Let's hope that will symbolize the new millennium, not only for people of every color in the US, but also the rest of the world. That's exactly why Obama's task is so difficult.

There's no reason to doubt he doesn't know it better than a journalist that the financial world can be brought back to life from the brink of death, but not the natural world. It's understandable that he wants the US government to help the auto industry thrive again. After all, thousands of jobs are stake, and the economy needs to be stabilized. But the economy is a thin line he has to walk.

For instance, the melting of Arctic ice is music to the oil industry's ears because it means more reserves to exploit. It's good news for the auto industry, too, because more oil means cheaper prices means higher sales of vehicle. But that is disastrous for the environment. So where does one stop?

Obama could review the US government directive to drill oil offshore.

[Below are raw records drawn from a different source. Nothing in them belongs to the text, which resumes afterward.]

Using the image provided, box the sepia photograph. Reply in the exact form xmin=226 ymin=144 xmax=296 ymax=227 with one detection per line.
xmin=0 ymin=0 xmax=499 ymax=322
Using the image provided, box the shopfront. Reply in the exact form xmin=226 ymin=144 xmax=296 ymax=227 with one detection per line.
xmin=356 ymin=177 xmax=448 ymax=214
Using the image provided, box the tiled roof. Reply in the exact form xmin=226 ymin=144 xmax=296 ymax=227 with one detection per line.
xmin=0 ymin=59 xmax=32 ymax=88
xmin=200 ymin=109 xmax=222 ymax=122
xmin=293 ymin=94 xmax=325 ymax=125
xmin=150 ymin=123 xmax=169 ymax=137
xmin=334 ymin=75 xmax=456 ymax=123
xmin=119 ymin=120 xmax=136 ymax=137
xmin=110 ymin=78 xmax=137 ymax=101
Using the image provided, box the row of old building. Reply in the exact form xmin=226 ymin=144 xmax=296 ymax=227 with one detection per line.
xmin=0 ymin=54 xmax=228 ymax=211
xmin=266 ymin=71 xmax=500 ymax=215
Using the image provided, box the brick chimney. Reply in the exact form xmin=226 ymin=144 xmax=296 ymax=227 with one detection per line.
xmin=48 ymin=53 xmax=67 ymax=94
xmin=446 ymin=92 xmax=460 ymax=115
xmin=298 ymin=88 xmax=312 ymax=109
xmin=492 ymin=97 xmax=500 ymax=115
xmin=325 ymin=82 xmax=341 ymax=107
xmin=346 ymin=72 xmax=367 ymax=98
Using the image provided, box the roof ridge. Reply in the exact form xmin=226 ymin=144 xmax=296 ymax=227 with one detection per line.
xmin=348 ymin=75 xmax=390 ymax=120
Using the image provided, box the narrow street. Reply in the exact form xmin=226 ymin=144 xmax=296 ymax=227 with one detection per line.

But that won't be enough to save the natural world and make the US the leader it used to be, not the bully that many countries see it as today. Think of the Yellowstone National Park, created 136 years ago when the rest of the world was still burning coal and cutting down forests to fuel industrial growth. That is the sort of America the world needs. That is the change the world expects from Obama. And neither he nor the world can wait any longer because global warming is already the biggest threat to our children.

Any further delay would mean (Hughes') A Dream Deferred: What happens to a dream deferred? / Does it dry up / like a raisin in the sun? / Or fester like a sore / And then run? / Does it stink / like rotten meat? / Or crust and sugar over / like a syrupy sweet? /Maybe it just sags / like a heavy load. /Or does it explode?